Néanmoins les avantages de l’électricité sont, là comme ailleurs, patents.
La solution tout-électrique est séduisante car elle résout beaucoup de problèmes et réduit l’empreinte environnementale de l’automobile sur la plupart des composants. La simplification des véhicules est draconienne car il n’y a plus de combustion d’hydrocarbures dans le véhicule supprimant toutes les contraintes techniques et d’architecture que cela implique car la gestion de la combustion et des émissions se révèle de plus en plus complexe et coûteuse, et malgré tout largement inefficace.
Véhicule plus léger, vif à conduire, car disposant immédiatement de toute la puissance, totalement silencieux, sans émission à l’usage, avec un « plein électrique » de quelques euros, permettant des innovations de structure et de carrosserie, la voiture électrique est attractive à l’usage et offre un nouvel art de conduire.
La spécificité du véhicule électrique va au-delà de l’aspect énergétique : c’est la totalité de chaine de valeur automobile qui est rationalisée. La simplification du véhicule et l’allégement considérable de la mécanique, limitée à la base roulante, renforcent la liberté de conception, et le choix des matériaux. L’électronique embarquée facilite les échanges entre le véhicule électrique et son environnement, répondant aux nouveaux besoins comme la mobilité partagée et l’insertion urbaine en autonomie. Le véhicule électrique a un impact sur l’environnement infiniment plus faible que son homologue thermique.
Ce plaisir serait total s’il n’y avait pas une sérieuse limitation. L’électricité se stocke mal ! Et pour avoir une autonomie suffisante, il faut installer à bord un pack de batteries lourdes et coûteuses qui doublent le prix des véhicules d’entrée de gamme et surtout, aujourd’hui, ne procurent qu’une modeste autonomie réelle de l’ordre de 250 km et annoncée supérieure à 400 km. De plus la production d’électricité n’est pas sans problème, qu’elle soit nucléaire, ou thermique. Seul les énergies renouvelables apportent une solution satisfaisante. Pour être totalement vertueuse, la voiture électrique doit s’appuyer sur une production d’énergie électrique innovante. Dès lors, elle représentera la solution optimale pour apporter une dimension individuelle à un système de transports global efficient et frugal.

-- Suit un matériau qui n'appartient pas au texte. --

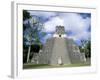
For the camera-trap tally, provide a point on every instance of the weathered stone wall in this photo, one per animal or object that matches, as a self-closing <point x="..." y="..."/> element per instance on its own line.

La voiture électrique, calamité environnementale
Contrairement à ce que l’on croit généralement, la voiture électrique est aussi nuisible que la voiture thermique (essence ou diesel), qu’il ne s’agit d’ailleurs pas de réhabiliter : l’une comme l’autre sont des calamités environnementales.
Notons d’abord que la fabrication des batteries d’une voiture électrique émet en CO2 l’équivalent de 50 000 à 100 000 km parcourus en voiture essence (*) : il faut 10 à 15 ans avant que la voiture électrique commence à devenir moins émettrice, or peu de gens gardent une voiture aussi longtemps. Pire : tout ce CO2 étant envoyé dans l’atmosphère avant même que la voiture électrique n’ait parcouru le moindre mètre, il fait son effet (de serre) de façon encore plus active.
Par ailleurs, près de la moitié des particules fines émises par une voiture provient des plaquettes de frein, des pneus, et du goudron (**) : bien que non dotée d’un pot d’échappement, la voiture électrique est donc, elle aussi, coupable d’émettre ces particules si nocives pour la santé.
De plus, les batteries des voitures électriques contiennent de grandes quantités de lithium et de graphite et deux documentaires (***) ont montré que l’extraction et la préparation de ces matières est cause de déplacements de populations (des indiens du Chili et de Bolivie ont le malheur de vivre sur les plus grands gisements mondiaux de lithium), de graves pollutions, et d’exploitation dans des conditions dignes de Germinal, en particulier en Chine.
Notons enfin que, en France, les batteries des voitures électriques sont rechargées par une électricité qui est majoritairement nucléaire – ce qui n’a rien d’écolo ! – et, en hiver, assez fortement émettrice de co2.
La voiture électrique n’est donc pas plus « propre » que la voiture thermique et, de fait, les subventions publiques insensées dont elle fait l’objet sont totalement injustifiées. Elles sont aussi profondément injustes socialement : ce sont quasi exclusivement des gens aisés qui achètent des voitures électriques.
Ces dernières permettent donc principalement à des urbains occidentaux privilégiés de prétendre rouler « écolo » tout en polluant autant qu’avec une voiture thermique… mais en toute bonne conscience !
La moindre des choses est de reconnaître que l’on pollue lorsqu’on roule en voiture (électrique ou thermique), et de privilégier des déplacements propres ou collectifs chaque fois que possible.